You are given an infinite list of number. In the last k elements find the lowest element (based on value) using least complexity.

Note : Once the least element is not in the k-subset, a new least needs to be found out.

For example: input : 67 45 12 34 90 83 64 86 .... k = 5

Initially (67 45 12 34 90) will be {k}. With new inputs coming in, {k} will be (45 12 34 90 83), (12 34 90 83 64), (34 90 83 64 86) ... Lowest element will be 12, 12 and 34 respectively.

Anyone knows how to solve this question?

Answer 1

You can also do it in O(1) ammortized time by upkeeping a deque with elements and their indexes.

When you see a new element:

• Remove all elements larger than it from the left. Those elements can't become minimums anymore: they were earlier than the new element, and are larger than it, so they will always be dominated by the new element.
• Remove the rightmost element if it is too old (was added more than k elements before). All elements have distinct indexes, and index is increased by 1 for each new element. So only one element can become too old each time.
• Add the new element to the left.

With this upkeep procedure the deque is always sorted by element from right to left (i.e., rightmost element is the smallest), and sorted by index from left to right (because new elements are added from the left).

So the smallest recent element is the rightmost element of the deque.

(Update: So it seems I came up with this algorithm: link. Link provided by the courtesy of @Niklas B.)

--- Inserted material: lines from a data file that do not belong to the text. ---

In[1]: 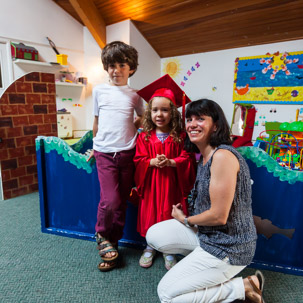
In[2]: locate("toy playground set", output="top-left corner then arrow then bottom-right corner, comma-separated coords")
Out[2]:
35,50 -> 303,276
35,115 -> 303,277
255,111 -> 303,171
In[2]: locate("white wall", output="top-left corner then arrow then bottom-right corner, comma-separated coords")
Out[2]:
129,22 -> 160,90
161,39 -> 303,141
83,27 -> 108,130
106,20 -> 131,45
0,0 -> 89,131
0,0 -> 84,77
0,0 -> 83,51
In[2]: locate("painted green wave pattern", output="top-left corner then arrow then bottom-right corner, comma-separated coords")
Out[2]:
70,131 -> 93,153
35,134 -> 94,174
237,146 -> 303,184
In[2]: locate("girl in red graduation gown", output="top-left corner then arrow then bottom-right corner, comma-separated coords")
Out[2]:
134,74 -> 196,270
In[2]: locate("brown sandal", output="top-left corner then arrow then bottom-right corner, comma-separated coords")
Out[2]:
97,260 -> 117,272
255,270 -> 265,292
246,272 -> 265,303
95,233 -> 119,262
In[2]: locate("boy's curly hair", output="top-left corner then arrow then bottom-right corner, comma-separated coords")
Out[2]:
101,41 -> 138,77
143,98 -> 183,143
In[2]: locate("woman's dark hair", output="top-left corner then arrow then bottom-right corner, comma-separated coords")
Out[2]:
101,41 -> 138,77
184,99 -> 232,153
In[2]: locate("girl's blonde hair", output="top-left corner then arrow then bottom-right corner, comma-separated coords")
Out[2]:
142,97 -> 183,143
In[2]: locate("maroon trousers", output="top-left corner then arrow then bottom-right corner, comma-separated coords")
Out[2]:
94,148 -> 135,243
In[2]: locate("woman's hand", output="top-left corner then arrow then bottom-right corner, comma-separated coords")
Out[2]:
172,203 -> 186,223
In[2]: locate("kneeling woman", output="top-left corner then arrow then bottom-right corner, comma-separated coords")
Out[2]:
146,99 -> 265,303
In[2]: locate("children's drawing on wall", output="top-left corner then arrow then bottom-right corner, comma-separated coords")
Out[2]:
254,107 -> 278,127
162,59 -> 201,87
180,62 -> 200,87
233,51 -> 303,104
255,112 -> 267,127
162,58 -> 182,79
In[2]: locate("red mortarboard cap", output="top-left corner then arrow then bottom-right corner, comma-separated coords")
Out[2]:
137,74 -> 191,108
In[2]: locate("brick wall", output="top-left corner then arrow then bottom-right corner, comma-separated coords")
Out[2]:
0,72 -> 57,200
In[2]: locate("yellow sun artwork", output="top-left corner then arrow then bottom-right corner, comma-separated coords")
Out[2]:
162,59 -> 182,79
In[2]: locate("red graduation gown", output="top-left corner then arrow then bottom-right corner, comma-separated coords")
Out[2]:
134,130 -> 196,237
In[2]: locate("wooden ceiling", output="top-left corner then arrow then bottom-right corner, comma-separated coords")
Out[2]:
53,0 -> 303,58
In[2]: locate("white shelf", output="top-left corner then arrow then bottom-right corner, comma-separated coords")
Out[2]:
13,59 -> 68,72
55,82 -> 84,88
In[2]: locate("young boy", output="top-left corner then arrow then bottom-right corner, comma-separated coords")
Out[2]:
87,41 -> 144,271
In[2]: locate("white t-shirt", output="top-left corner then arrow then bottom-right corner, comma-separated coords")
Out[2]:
93,83 -> 144,153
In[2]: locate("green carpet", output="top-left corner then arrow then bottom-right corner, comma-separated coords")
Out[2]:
0,193 -> 303,303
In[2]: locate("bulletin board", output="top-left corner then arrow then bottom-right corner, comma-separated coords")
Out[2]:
233,51 -> 303,104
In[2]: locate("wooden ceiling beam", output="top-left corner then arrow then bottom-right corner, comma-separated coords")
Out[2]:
69,0 -> 106,48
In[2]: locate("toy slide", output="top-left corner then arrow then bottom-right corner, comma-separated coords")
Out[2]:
35,131 -> 145,248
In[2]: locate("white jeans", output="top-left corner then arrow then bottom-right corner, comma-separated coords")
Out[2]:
146,219 -> 246,303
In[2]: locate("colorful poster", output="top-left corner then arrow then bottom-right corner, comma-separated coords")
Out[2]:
233,51 -> 303,104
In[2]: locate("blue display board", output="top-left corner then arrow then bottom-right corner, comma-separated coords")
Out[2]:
35,134 -> 145,248
239,147 -> 303,275
36,135 -> 303,275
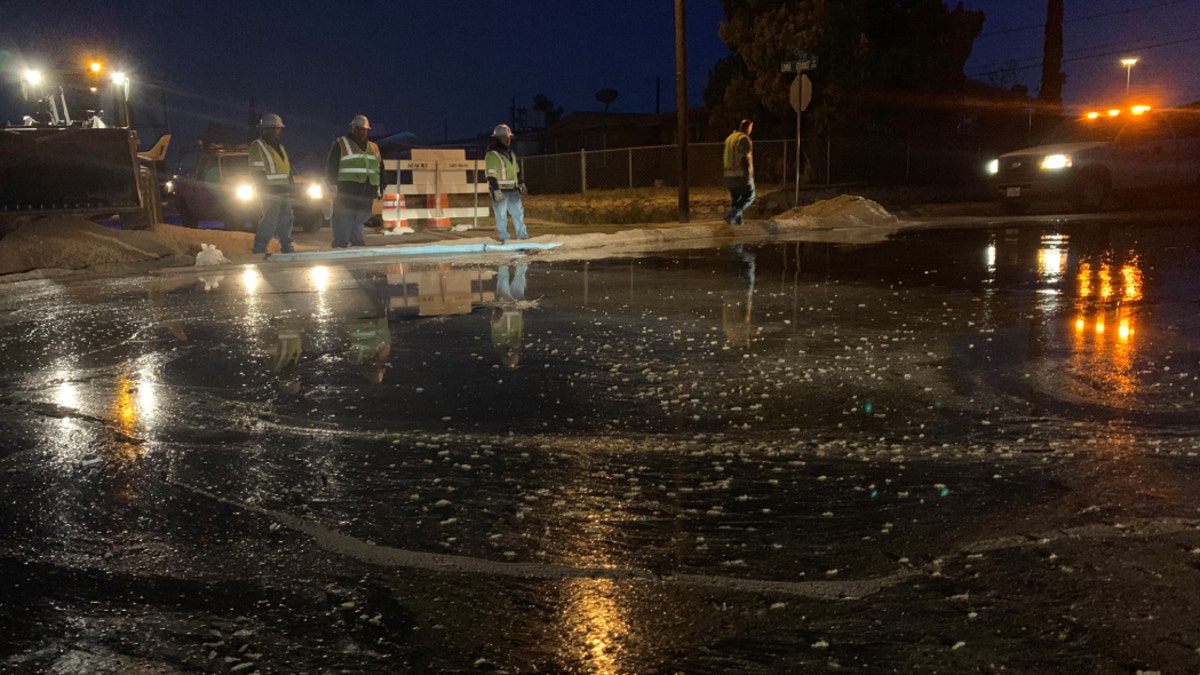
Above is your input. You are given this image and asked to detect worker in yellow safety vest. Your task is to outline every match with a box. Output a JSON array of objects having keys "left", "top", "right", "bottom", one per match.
[
  {"left": 325, "top": 114, "right": 382, "bottom": 248},
  {"left": 722, "top": 118, "right": 755, "bottom": 226},
  {"left": 485, "top": 124, "right": 528, "bottom": 241},
  {"left": 248, "top": 113, "right": 296, "bottom": 254}
]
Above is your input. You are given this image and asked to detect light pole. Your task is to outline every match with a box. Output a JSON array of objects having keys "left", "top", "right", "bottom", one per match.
[{"left": 1121, "top": 58, "right": 1138, "bottom": 97}]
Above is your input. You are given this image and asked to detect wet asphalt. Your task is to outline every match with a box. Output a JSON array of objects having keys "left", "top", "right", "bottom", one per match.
[{"left": 2, "top": 215, "right": 1200, "bottom": 673}]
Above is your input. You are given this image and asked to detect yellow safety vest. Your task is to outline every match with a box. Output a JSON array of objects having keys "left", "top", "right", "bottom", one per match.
[
  {"left": 249, "top": 139, "right": 291, "bottom": 186},
  {"left": 486, "top": 148, "right": 520, "bottom": 189},
  {"left": 723, "top": 131, "right": 753, "bottom": 179},
  {"left": 335, "top": 136, "right": 382, "bottom": 185}
]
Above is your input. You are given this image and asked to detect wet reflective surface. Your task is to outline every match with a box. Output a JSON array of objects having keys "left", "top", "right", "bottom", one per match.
[{"left": 2, "top": 220, "right": 1200, "bottom": 672}]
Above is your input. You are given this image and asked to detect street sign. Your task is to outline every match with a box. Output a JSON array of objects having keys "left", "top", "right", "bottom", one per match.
[
  {"left": 781, "top": 51, "right": 817, "bottom": 73},
  {"left": 789, "top": 74, "right": 813, "bottom": 112},
  {"left": 780, "top": 58, "right": 817, "bottom": 74}
]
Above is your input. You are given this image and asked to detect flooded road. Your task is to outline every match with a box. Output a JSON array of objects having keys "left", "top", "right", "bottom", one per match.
[{"left": 2, "top": 219, "right": 1200, "bottom": 673}]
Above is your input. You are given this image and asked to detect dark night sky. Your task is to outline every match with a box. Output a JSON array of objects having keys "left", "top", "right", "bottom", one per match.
[{"left": 2, "top": 0, "right": 1198, "bottom": 166}]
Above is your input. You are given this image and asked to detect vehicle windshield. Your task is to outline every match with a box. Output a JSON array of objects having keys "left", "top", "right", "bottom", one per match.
[
  {"left": 1041, "top": 117, "right": 1124, "bottom": 144},
  {"left": 219, "top": 154, "right": 250, "bottom": 178}
]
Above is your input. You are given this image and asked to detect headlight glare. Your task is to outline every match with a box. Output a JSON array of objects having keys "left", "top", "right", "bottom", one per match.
[
  {"left": 307, "top": 183, "right": 324, "bottom": 200},
  {"left": 986, "top": 159, "right": 999, "bottom": 175},
  {"left": 1040, "top": 154, "right": 1072, "bottom": 170},
  {"left": 235, "top": 184, "right": 254, "bottom": 201}
]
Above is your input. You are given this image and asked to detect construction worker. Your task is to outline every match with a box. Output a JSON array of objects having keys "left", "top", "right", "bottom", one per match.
[
  {"left": 326, "top": 114, "right": 382, "bottom": 248},
  {"left": 248, "top": 113, "right": 295, "bottom": 254},
  {"left": 485, "top": 124, "right": 528, "bottom": 242},
  {"left": 722, "top": 119, "right": 755, "bottom": 225}
]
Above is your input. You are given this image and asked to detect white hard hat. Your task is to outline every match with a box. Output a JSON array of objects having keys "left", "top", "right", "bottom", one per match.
[
  {"left": 350, "top": 115, "right": 370, "bottom": 129},
  {"left": 260, "top": 113, "right": 285, "bottom": 128},
  {"left": 491, "top": 124, "right": 513, "bottom": 138}
]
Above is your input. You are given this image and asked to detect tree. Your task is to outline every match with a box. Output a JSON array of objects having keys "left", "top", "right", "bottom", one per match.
[
  {"left": 595, "top": 89, "right": 619, "bottom": 112},
  {"left": 709, "top": 0, "right": 984, "bottom": 138},
  {"left": 532, "top": 93, "right": 564, "bottom": 127}
]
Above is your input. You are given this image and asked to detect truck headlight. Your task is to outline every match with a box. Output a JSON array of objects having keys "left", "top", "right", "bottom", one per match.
[
  {"left": 1040, "top": 154, "right": 1072, "bottom": 170},
  {"left": 306, "top": 183, "right": 324, "bottom": 200},
  {"left": 985, "top": 159, "right": 999, "bottom": 175},
  {"left": 236, "top": 184, "right": 255, "bottom": 201},
  {"left": 164, "top": 179, "right": 175, "bottom": 193}
]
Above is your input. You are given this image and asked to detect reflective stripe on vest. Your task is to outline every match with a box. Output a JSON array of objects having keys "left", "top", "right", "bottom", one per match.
[
  {"left": 336, "top": 136, "right": 382, "bottom": 185},
  {"left": 485, "top": 149, "right": 520, "bottom": 189},
  {"left": 250, "top": 139, "right": 291, "bottom": 185}
]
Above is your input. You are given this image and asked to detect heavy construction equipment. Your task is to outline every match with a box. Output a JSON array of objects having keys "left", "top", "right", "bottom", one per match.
[{"left": 0, "top": 58, "right": 169, "bottom": 231}]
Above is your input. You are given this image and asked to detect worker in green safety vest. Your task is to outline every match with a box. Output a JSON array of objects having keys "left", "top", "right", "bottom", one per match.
[
  {"left": 248, "top": 113, "right": 296, "bottom": 254},
  {"left": 722, "top": 118, "right": 755, "bottom": 226},
  {"left": 485, "top": 124, "right": 528, "bottom": 242},
  {"left": 326, "top": 114, "right": 382, "bottom": 248}
]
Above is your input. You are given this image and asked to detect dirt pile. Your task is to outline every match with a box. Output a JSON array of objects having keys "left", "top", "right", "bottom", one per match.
[
  {"left": 0, "top": 216, "right": 290, "bottom": 278},
  {"left": 761, "top": 195, "right": 901, "bottom": 243}
]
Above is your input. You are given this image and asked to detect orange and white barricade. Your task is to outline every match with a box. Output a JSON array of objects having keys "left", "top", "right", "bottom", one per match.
[
  {"left": 380, "top": 186, "right": 414, "bottom": 235},
  {"left": 382, "top": 149, "right": 490, "bottom": 234}
]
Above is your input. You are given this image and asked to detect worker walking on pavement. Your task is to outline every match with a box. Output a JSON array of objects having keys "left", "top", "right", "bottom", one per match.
[
  {"left": 248, "top": 113, "right": 296, "bottom": 255},
  {"left": 722, "top": 119, "right": 755, "bottom": 225},
  {"left": 485, "top": 124, "right": 528, "bottom": 242},
  {"left": 326, "top": 115, "right": 382, "bottom": 248}
]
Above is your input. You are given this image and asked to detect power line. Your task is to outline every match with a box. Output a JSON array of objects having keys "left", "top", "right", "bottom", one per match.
[
  {"left": 969, "top": 27, "right": 1199, "bottom": 74},
  {"left": 966, "top": 34, "right": 1200, "bottom": 78},
  {"left": 977, "top": 0, "right": 1196, "bottom": 39}
]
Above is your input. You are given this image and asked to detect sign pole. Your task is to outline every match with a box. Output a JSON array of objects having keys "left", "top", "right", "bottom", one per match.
[
  {"left": 784, "top": 58, "right": 816, "bottom": 207},
  {"left": 795, "top": 94, "right": 801, "bottom": 205}
]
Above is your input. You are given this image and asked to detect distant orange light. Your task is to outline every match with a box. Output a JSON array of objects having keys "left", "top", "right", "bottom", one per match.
[
  {"left": 88, "top": 60, "right": 103, "bottom": 74},
  {"left": 1086, "top": 111, "right": 1100, "bottom": 120},
  {"left": 1131, "top": 105, "right": 1151, "bottom": 115},
  {"left": 1107, "top": 109, "right": 1121, "bottom": 117}
]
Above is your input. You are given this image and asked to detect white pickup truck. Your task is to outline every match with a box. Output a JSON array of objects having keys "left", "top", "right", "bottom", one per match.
[{"left": 986, "top": 105, "right": 1200, "bottom": 213}]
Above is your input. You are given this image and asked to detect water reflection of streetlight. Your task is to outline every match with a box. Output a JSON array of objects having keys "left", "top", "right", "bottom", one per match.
[
  {"left": 558, "top": 578, "right": 628, "bottom": 674},
  {"left": 1121, "top": 58, "right": 1138, "bottom": 97}
]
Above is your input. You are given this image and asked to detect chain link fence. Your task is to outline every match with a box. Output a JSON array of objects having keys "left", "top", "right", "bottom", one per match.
[{"left": 522, "top": 137, "right": 986, "bottom": 195}]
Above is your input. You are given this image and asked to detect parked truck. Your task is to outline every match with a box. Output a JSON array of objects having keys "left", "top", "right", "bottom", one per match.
[
  {"left": 170, "top": 141, "right": 331, "bottom": 232},
  {"left": 986, "top": 103, "right": 1200, "bottom": 213},
  {"left": 0, "top": 59, "right": 169, "bottom": 231}
]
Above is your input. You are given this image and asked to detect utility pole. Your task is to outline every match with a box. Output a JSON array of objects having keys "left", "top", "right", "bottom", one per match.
[
  {"left": 674, "top": 0, "right": 689, "bottom": 223},
  {"left": 1039, "top": 0, "right": 1064, "bottom": 104}
]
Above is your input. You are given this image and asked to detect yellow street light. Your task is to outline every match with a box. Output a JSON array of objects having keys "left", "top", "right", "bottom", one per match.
[
  {"left": 88, "top": 60, "right": 104, "bottom": 74},
  {"left": 1120, "top": 58, "right": 1138, "bottom": 97}
]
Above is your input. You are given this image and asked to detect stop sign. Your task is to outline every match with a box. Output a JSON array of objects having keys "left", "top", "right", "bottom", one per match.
[{"left": 790, "top": 74, "right": 812, "bottom": 112}]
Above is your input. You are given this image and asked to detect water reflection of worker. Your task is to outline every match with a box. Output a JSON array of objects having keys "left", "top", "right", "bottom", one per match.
[
  {"left": 491, "top": 263, "right": 528, "bottom": 368},
  {"left": 344, "top": 316, "right": 392, "bottom": 383},
  {"left": 722, "top": 244, "right": 756, "bottom": 347},
  {"left": 266, "top": 316, "right": 305, "bottom": 394}
]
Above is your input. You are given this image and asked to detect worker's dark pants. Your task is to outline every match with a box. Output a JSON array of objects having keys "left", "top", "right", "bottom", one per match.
[
  {"left": 332, "top": 188, "right": 375, "bottom": 248},
  {"left": 254, "top": 192, "right": 294, "bottom": 254},
  {"left": 724, "top": 177, "right": 755, "bottom": 225}
]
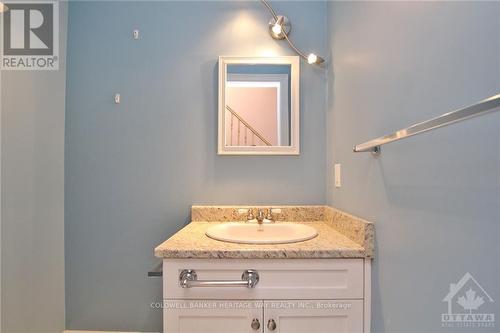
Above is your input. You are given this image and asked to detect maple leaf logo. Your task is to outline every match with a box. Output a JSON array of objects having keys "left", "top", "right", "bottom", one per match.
[{"left": 457, "top": 288, "right": 485, "bottom": 313}]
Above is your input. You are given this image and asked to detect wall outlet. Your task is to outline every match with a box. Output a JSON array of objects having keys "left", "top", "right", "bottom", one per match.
[{"left": 334, "top": 163, "right": 341, "bottom": 188}]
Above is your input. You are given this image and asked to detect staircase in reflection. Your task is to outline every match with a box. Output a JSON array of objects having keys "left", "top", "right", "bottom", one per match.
[{"left": 226, "top": 105, "right": 272, "bottom": 146}]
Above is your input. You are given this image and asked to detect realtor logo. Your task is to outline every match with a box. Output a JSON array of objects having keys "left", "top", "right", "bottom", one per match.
[
  {"left": 1, "top": 1, "right": 59, "bottom": 70},
  {"left": 442, "top": 272, "right": 495, "bottom": 329}
]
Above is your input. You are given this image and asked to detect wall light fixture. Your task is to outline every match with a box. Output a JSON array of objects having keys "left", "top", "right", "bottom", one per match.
[{"left": 261, "top": 0, "right": 325, "bottom": 65}]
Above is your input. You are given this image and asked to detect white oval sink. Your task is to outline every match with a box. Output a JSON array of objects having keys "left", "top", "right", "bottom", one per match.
[{"left": 205, "top": 223, "right": 318, "bottom": 244}]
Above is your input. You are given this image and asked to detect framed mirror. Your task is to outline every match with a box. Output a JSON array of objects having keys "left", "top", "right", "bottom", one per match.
[{"left": 218, "top": 56, "right": 300, "bottom": 155}]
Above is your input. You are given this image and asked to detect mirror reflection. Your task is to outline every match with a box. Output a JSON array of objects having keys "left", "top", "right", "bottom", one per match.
[{"left": 225, "top": 64, "right": 291, "bottom": 147}]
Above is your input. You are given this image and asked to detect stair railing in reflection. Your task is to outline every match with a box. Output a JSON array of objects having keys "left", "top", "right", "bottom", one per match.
[{"left": 226, "top": 105, "right": 272, "bottom": 146}]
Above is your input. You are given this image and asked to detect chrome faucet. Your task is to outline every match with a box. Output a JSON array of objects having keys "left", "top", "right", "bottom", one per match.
[
  {"left": 246, "top": 208, "right": 275, "bottom": 224},
  {"left": 256, "top": 209, "right": 265, "bottom": 225}
]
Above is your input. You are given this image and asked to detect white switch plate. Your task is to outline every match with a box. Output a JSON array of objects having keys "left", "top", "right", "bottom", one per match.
[{"left": 334, "top": 163, "right": 341, "bottom": 188}]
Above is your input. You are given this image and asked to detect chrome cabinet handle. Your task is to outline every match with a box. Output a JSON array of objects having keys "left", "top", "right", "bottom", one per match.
[
  {"left": 179, "top": 269, "right": 259, "bottom": 288},
  {"left": 267, "top": 319, "right": 277, "bottom": 331},
  {"left": 251, "top": 318, "right": 261, "bottom": 330}
]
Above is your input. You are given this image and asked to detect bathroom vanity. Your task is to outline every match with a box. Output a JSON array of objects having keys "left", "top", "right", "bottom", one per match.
[{"left": 155, "top": 206, "right": 374, "bottom": 333}]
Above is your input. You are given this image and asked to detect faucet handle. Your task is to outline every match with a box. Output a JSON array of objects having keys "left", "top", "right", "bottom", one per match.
[
  {"left": 246, "top": 209, "right": 255, "bottom": 221},
  {"left": 265, "top": 208, "right": 274, "bottom": 221}
]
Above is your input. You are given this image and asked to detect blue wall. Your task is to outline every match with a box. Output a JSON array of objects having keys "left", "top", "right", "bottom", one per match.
[
  {"left": 65, "top": 1, "right": 326, "bottom": 331},
  {"left": 326, "top": 2, "right": 499, "bottom": 332}
]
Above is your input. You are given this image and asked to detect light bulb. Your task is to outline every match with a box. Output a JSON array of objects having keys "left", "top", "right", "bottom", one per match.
[
  {"left": 307, "top": 53, "right": 318, "bottom": 64},
  {"left": 0, "top": 2, "right": 8, "bottom": 12},
  {"left": 272, "top": 23, "right": 282, "bottom": 36}
]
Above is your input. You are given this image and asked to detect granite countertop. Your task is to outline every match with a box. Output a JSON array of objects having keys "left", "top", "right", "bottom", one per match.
[
  {"left": 154, "top": 206, "right": 373, "bottom": 259},
  {"left": 154, "top": 221, "right": 367, "bottom": 259}
]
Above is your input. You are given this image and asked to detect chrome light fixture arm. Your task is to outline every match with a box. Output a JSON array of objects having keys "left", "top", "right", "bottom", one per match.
[
  {"left": 261, "top": 0, "right": 279, "bottom": 21},
  {"left": 260, "top": 0, "right": 324, "bottom": 65},
  {"left": 283, "top": 33, "right": 308, "bottom": 60}
]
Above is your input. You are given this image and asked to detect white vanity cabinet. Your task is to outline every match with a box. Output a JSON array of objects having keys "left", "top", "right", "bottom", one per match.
[
  {"left": 164, "top": 300, "right": 263, "bottom": 333},
  {"left": 162, "top": 258, "right": 371, "bottom": 333},
  {"left": 263, "top": 300, "right": 364, "bottom": 333}
]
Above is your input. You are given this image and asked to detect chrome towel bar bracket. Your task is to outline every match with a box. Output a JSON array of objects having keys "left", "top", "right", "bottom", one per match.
[{"left": 179, "top": 269, "right": 260, "bottom": 288}]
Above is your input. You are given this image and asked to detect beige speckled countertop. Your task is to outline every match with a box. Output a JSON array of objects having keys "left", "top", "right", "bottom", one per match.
[{"left": 154, "top": 206, "right": 374, "bottom": 259}]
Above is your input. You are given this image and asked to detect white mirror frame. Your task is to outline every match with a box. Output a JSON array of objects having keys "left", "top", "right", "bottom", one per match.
[{"left": 218, "top": 56, "right": 300, "bottom": 155}]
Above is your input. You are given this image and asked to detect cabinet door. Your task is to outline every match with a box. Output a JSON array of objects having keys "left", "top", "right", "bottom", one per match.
[
  {"left": 263, "top": 300, "right": 363, "bottom": 333},
  {"left": 164, "top": 300, "right": 263, "bottom": 333}
]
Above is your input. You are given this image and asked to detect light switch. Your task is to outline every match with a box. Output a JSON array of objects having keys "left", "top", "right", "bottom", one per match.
[{"left": 334, "top": 163, "right": 341, "bottom": 188}]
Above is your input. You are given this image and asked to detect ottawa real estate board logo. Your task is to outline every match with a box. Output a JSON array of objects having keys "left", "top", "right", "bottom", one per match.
[
  {"left": 442, "top": 272, "right": 495, "bottom": 329},
  {"left": 1, "top": 1, "right": 59, "bottom": 70}
]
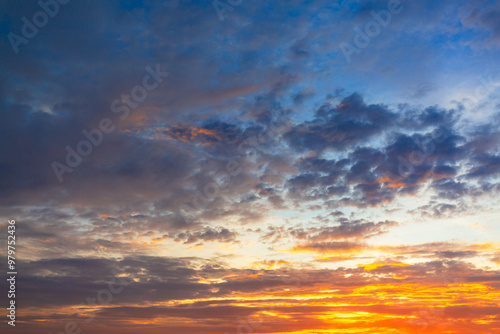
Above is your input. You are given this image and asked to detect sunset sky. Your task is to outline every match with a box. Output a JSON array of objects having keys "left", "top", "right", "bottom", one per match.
[{"left": 0, "top": 0, "right": 500, "bottom": 333}]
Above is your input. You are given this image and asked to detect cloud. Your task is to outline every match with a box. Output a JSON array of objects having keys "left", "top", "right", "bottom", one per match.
[
  {"left": 292, "top": 219, "right": 398, "bottom": 241},
  {"left": 291, "top": 241, "right": 366, "bottom": 254},
  {"left": 0, "top": 1, "right": 500, "bottom": 333},
  {"left": 173, "top": 226, "right": 239, "bottom": 245},
  {"left": 285, "top": 93, "right": 396, "bottom": 152}
]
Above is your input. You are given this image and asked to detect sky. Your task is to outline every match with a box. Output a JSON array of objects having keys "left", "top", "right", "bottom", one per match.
[{"left": 0, "top": 0, "right": 499, "bottom": 333}]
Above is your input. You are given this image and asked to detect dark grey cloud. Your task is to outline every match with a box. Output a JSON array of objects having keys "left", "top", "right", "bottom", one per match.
[
  {"left": 0, "top": 0, "right": 498, "bottom": 233},
  {"left": 285, "top": 93, "right": 396, "bottom": 152},
  {"left": 260, "top": 219, "right": 397, "bottom": 247},
  {"left": 173, "top": 226, "right": 239, "bottom": 245},
  {"left": 410, "top": 201, "right": 467, "bottom": 218}
]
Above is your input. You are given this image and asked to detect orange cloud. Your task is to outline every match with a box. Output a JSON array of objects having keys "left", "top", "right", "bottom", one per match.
[{"left": 161, "top": 126, "right": 221, "bottom": 144}]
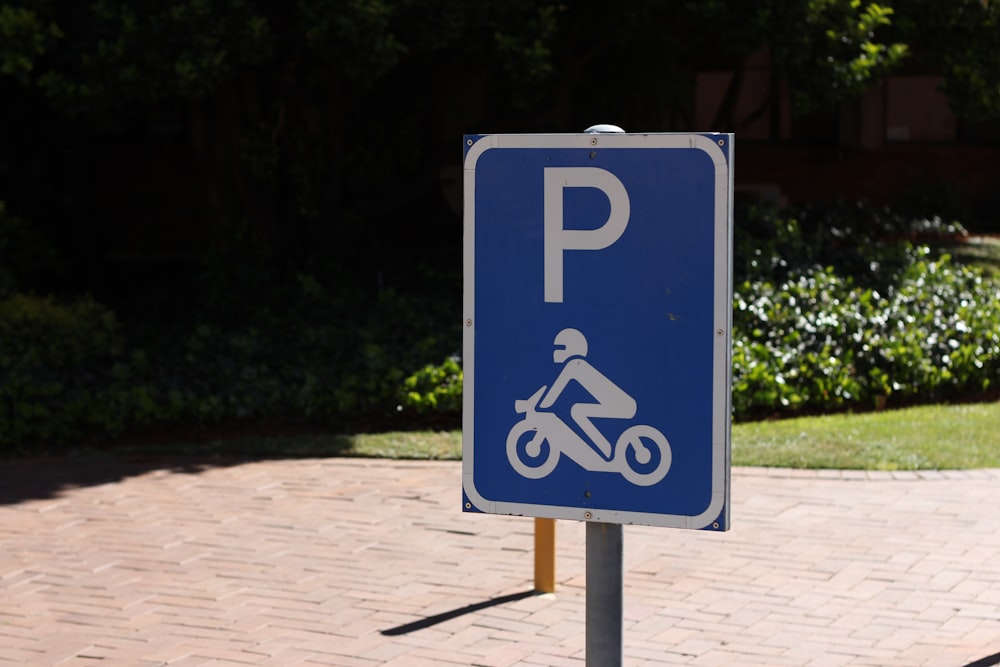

Here is a working implementation in Python:

class BoundedMinTracker:
    def __init__(self, k):
        self._k = k
        self._index = 0
        self._deque = collections.deque()

    def update(self, el):
        while self._deque and self._deque[0][4] >= el:
            self._deque.popleft()
        self._deque.appendleft((self._index, el))
        self._index += 1
        if self._deque[-1][0] < self._index - self._k:
            self._deque.pop()

    def get(self):
        return self._deque[-1][5]

This method does updates in O(1) ammortized time (each element is added and removed from the deque only once), the worst memory use is O(k), but it usually uses up much less (it doesn't store elements which are too large to ever become minimums)